Migration is a very transitional process...it doesn't happen all at once...and it has to start somewhere. Getting Linux more widely accepted is going to be a very long term, large scale task...and attitudes like the one in the parent article are not going to help us get there.
How many Microsoft Windows users have you seen reporting bugs with the Free Software they're running on their Windows machines? How many contribute code fixes back? How many actually donate or support the Free Software projects they're using in ANY way? I'd venture to guess less than 1% overall.
While the number of windows users who report bugs or who contribute to FOSS may be small this may be because they just want things to work and either wouldn't know what the problem was or didn't have the programming skills to submit bug fixes. Those who work with a FOSS OS however are more than likely more proficient in one if not both of these.

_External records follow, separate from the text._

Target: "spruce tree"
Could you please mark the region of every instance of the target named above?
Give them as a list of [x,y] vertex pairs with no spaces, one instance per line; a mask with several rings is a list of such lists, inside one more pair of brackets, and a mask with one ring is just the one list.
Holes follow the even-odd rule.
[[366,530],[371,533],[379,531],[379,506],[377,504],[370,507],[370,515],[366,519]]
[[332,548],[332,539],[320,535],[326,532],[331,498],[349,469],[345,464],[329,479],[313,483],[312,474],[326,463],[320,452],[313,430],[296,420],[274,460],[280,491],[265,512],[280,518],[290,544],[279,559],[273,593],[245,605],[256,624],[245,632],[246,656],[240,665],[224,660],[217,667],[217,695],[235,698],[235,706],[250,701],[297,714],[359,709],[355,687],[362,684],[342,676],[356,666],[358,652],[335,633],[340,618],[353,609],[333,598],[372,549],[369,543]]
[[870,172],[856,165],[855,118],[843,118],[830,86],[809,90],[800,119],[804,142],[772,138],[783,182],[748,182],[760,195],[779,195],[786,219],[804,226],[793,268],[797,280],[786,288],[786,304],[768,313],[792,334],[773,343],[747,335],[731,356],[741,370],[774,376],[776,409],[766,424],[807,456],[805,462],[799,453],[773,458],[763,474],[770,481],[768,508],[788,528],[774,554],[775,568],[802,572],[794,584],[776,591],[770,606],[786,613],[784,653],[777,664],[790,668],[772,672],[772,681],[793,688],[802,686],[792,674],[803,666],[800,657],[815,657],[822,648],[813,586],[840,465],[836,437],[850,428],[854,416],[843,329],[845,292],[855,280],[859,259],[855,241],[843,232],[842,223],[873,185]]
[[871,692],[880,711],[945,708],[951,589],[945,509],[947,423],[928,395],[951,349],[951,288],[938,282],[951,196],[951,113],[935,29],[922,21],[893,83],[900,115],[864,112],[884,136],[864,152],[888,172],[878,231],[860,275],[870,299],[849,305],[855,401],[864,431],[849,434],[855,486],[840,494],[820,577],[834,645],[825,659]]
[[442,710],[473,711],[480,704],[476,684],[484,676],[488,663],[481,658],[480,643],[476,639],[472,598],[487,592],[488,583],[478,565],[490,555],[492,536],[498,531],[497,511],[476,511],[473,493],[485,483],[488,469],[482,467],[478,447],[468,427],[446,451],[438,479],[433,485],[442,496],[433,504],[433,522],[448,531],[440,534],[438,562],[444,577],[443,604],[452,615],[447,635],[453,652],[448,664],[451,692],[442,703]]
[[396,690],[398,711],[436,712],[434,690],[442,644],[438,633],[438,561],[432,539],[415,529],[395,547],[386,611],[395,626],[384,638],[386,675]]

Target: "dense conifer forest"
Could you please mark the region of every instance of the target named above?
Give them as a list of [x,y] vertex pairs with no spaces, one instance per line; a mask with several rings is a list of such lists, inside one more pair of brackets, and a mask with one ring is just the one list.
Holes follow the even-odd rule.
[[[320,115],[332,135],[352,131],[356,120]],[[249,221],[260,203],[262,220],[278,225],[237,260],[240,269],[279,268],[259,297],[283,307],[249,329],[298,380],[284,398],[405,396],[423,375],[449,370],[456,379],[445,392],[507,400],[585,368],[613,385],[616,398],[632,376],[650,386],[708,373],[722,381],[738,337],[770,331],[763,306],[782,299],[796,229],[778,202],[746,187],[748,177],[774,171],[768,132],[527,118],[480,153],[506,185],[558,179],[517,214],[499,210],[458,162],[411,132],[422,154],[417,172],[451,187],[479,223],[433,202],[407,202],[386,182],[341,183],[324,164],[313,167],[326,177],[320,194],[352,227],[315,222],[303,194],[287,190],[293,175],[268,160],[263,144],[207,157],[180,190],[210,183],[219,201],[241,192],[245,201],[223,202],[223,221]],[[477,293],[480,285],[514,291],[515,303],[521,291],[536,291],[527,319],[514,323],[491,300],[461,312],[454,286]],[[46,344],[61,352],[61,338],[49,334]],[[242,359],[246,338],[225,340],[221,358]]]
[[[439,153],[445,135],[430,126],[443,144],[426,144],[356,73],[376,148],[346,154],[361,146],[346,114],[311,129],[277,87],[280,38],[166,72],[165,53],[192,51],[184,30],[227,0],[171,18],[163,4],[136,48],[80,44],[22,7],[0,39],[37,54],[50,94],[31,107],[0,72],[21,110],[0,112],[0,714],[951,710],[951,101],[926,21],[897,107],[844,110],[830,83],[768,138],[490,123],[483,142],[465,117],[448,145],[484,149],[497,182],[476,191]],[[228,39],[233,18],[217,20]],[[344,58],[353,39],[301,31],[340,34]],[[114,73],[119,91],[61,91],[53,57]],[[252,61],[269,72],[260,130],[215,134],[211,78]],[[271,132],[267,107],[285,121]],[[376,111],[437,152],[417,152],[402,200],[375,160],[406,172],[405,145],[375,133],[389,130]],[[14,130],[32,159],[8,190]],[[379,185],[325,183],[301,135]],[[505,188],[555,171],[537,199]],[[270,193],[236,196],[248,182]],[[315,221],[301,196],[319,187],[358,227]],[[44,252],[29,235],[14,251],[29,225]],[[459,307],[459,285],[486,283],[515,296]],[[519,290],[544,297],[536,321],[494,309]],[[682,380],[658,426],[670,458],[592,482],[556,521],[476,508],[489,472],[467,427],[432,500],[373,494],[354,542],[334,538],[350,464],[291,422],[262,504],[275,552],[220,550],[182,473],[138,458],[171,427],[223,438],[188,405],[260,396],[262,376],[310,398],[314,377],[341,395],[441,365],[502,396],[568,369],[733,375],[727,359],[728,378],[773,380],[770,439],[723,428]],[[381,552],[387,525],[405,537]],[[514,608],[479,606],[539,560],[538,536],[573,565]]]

FalconShould there be a Law?
Because the average user doesn't care about your so-called cause.
People are not going to take the time to care about freedom as it relates to licenses and source code. They just aren't. Now, they might eventually if the RIAA and MPAA and the hardware manufacturers start restricting peoples' access to media, but that's a future consideration, and is not applicable today.
So... how can you get them to switch over? Offer a faster, more accessible product. This is simple, and it works. Just take a look at vehicles. Used to be that you'd have to hand-crank your car. Then came electric ignition. Then came automatic transmissions. Air conditioners and heaters came into fashion. Radios too. Then came anti-lock brakes. People will use better, easier to use products when comparably priced (and since Windows is included in the price of a new PC, and since new PCs carry warranties, they are more desirable than a bare bones PC and a distro). Many will even pay a premium to use a better product (DVD players vs. VCRs, Macs, cookware, etc).
So, if people aren't using Linux, then maybe Linux isn't superior to Windows and Mac OSX for the things that count for the average user. Crazy, I know, but the numbers don't lie.